DJ promo releases

I thought this as well, but if you look above, this is proven untrue. If it is specifically meant to “produce the same AcoustID for lossy audio”, it does not do this. The release noted in that portion is proof of this.

Honestly, I like how AcoustID is working, now that I am testing it myself. It is quite nice, and I actually would like a tool to generate this ID, in GUI, locally, to generate these myself. I know there is a tool, a fingerprint GUI, but it only generates them to submit, not save local. I might need to create this myself.

I mean not to argue, I am simply discussing what I am finding in the process of trying to add these releases. What I have discovered is not at all what I was expecting and understood to be true.

I am still trying to think and wrap my head around all this, so any input is welcome. Just because I am generating results does not mean that these results are “scientific”. I am trying now to determine what exactly causes the fingerprinting process to see a WAV different from MP3. The files in the initial post are both DJ supplied, WAV used to make MP3. The MP3 is of reasonable quality, only using the soft 16kHz filter. If it used the hard filter, I would be more confident as to why the difference.
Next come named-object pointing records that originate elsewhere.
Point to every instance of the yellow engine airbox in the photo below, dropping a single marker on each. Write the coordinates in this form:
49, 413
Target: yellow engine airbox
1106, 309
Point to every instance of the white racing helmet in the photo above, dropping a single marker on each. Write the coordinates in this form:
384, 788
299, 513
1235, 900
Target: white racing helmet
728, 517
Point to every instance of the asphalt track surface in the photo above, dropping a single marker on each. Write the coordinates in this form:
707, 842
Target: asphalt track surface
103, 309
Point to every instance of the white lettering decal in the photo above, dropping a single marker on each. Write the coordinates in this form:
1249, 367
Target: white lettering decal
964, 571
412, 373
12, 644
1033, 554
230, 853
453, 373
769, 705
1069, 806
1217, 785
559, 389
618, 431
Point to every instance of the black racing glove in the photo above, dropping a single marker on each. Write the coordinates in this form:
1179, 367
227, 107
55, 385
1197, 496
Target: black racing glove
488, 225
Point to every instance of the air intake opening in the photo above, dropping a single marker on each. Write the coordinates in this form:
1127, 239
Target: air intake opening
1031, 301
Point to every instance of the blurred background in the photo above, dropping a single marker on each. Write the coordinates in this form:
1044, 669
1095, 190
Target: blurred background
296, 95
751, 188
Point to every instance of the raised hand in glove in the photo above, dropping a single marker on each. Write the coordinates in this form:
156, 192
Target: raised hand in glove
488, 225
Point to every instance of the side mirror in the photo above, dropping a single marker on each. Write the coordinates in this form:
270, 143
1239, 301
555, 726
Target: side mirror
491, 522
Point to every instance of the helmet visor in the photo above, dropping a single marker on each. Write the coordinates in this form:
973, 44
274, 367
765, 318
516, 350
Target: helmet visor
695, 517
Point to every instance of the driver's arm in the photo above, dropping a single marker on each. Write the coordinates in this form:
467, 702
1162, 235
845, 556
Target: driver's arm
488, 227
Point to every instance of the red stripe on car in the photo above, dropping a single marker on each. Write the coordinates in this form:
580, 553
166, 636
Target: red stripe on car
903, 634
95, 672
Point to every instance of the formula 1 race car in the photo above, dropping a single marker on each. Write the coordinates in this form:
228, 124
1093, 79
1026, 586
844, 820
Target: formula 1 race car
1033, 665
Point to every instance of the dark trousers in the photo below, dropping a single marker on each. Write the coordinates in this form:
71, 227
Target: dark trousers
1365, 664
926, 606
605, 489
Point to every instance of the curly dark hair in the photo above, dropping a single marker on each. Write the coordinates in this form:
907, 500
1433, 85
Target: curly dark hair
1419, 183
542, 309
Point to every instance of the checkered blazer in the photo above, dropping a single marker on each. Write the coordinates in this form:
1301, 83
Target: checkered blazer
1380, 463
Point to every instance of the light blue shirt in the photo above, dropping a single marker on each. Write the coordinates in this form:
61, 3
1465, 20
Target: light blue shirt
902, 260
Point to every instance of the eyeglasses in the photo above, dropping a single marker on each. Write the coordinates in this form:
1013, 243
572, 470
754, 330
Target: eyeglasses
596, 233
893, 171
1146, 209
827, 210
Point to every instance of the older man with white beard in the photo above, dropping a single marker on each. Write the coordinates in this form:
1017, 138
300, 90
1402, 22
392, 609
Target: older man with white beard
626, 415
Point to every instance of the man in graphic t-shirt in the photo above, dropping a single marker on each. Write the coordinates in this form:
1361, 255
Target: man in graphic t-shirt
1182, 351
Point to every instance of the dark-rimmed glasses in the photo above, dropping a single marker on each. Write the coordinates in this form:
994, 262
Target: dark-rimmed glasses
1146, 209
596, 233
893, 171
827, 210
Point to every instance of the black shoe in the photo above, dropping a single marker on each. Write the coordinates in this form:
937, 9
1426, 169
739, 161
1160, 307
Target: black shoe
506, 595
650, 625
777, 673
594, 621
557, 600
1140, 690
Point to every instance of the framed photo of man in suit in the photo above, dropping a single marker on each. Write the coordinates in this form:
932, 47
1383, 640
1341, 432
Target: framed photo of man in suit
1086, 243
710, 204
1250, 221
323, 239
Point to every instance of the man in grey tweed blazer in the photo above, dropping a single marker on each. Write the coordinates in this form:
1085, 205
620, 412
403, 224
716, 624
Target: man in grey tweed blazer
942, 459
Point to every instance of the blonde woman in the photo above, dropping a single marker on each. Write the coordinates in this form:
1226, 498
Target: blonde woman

I know that @IvanDobsky commented above that in his looking, the two fingerprints looked nearly identical, only small variation. If I recall correctly, the artist who produced this release uses Serato, so quality of product should be there.

Again, I mean no disrespect here. I am simply doing what I said I was going to do, try to add some of these releases. Given that, I can only share what I see in the process.

I will be using the following parameters for MP3 creation from WAV, using LAME encoder, next:

-m j -V 4 -q 3 -lowpass 20.5

That should produce good sample for testing.

It does in many cases. There is always that threshold where things start to become just different enough to be considered different. But that’s exactly why you can attach multiple AcoustIDs to a single MB recording.

And you can’t really say each different AcoustID gets a different MB recording if it is only the format that’s different. That does not work with all the music people have ripped and try to identify. If I have a CD and I rip this as 128kbps MP3 maybe this might maybe produce a different AcoustID than a higher quality rip. But it still needs to be associated with the recording of that CD of course.

3 Likes

I 100% agree with your statement. This is why I am discussing what I am seeing and finding, and thinking it through. I also want to look at using a CD, 16 bit FLAC and a 24 bit FLAC as sources for the tests. This obviously is after confirming that the three sources are proper and not upsampled.

I am seeing something that defies what I was told and used as my understanding of the workings of this. It seems that you also have the same as I did at the start. Something in that original understanding is not correct though. Comparing a 320 MP3 to a WAV should not differentiate, if the assumption is correct. However, I have proof that it does and can. Now, my issue is how and why.

@outsidecontext If you do not mind, please have a look at my post on this above. I am also happy to share the files of the release. I only request that the sharing be private, it is not up to me whether to share public or not, so I err on safe. This comparison was not like the 128 MP3 to lossless as you describe, I also would expect a difference there.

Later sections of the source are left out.